Astronomers have captured a new snapshot of the ancient spiral galaxy BRI 1335-0417. This study provides valuable insights into the formation of early galaxies and sheds light on the origins of our Milky Way.
Dating back more than 12 billion years, BRI 1335-0417 is the oldest and most distant known spiral galaxy in our universe.
According to Dr. Takafumi Tsukui, the lead author of the study, a state-of-the-art telescope called ALMA has allowed experts to look at this ancient galaxy in more detail.
Specifically, we are interested in how gas enters the entire galaxy," Dr. Tsukui said. "Gas is a key ingredient in the formation of stars and can give us important clues about how galaxies actually drive their star formation.
This study stands out for its unique discovery on the galactic disk. The team captured gas movement around BRI 1335-0417.
They also discovered the formation of ** waves, a phenomenon that had never been observed in galaxies of such early age.
Dr. Tsukui likened the motion of the disk of a spiral galaxy to a ripple spreading on a pond, suggesting that the vertical oscillation of the disk may be due to external factors, such as the inflow of new gas into the galaxy or interaction with smaller galaxies.
These external influences provide fresh fuel for star formation to bombard the Milky Way, a key factor in understanding the evolution of galaxies.
In addition, our study revealed the strip-like structure in the disc. The Milky Way Rod can destroy gas and transport it to the center of the Milky Way. The bar found in BRI 1335-0417 is the most distant such structure known," Dr. Tsukui said. "Taken together, these results show the dynamic growth of a young galaxy.
The researchers note that the images seen through the ALMA telescope today are a throwback to the early days of the Milky Way – when the universe was only 10% of its current age.

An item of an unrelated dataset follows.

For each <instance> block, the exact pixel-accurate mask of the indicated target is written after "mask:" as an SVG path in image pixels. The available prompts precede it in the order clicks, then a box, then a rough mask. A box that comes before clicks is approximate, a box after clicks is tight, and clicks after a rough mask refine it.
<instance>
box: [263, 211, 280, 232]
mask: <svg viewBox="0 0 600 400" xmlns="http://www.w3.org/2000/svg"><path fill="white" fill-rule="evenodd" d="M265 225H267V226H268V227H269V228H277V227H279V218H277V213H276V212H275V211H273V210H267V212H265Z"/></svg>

The study's co-author, Professor Emily Wisniski, points out the unique properties of early galaxies such as BRI 1335-0417.
It has been found that early galaxies are forming much faster than modern galaxies. This is the case with BRI 1335-0417, which, despite its mass similar to that of our Milky Way, forms stars hundreds of times faster," said Professor Wisnioneski. "We wanted to understand how the gas is to keep up with this rapid rate of star formation.
Spiral structures were rare in the early universe, and exactly how they were formed is still unknown. This study also gives us important information about the most likely scenarios.
While it is not possible to observe the evolution of the Milky Way directly, as our observations can only give us a snapshot, computer simulations can help piece together the story.
As mentioned above, the Atacama Large Millimeter Submillimeter Array (ALMA) is a revolutionary observatory and one of the largest and most complex terrestrial astronomy projects.
ALMA is located in the Atacama Desert in northern Chile, at an altitude of about 5,000 meters (16,500 feet). This high, dry location is ideal for millimeter and submillimeter wavelength observations that would otherwise be absorbed by moisture in the Earth's atmosphere.
ALMA is an international partner involving North America, Europe, East Asia, and Chile, demonstrating global collaboration in the field of astronomy.
The array consists of 66 high-precision antennas that can be placed at a distance of 16 kilometers.
This configuration allows astronomers to achieve resolutions and sensitivities previously unattainable in millimetre-millimeter astronomy.
ALMA aims to study some of the oldest and most distant objects in the universe. It has made a significant contribution to our understanding of star formation, planetary systems, galaxies, and the early universe.
Its high-resolution capabilities also make it ideal for detailed imaging of molecular gases and dust in the universe, which is essential for understanding the formation process of stars and planets.
The study was published in the journal Monthly Notices of the Royal Astronomical Society.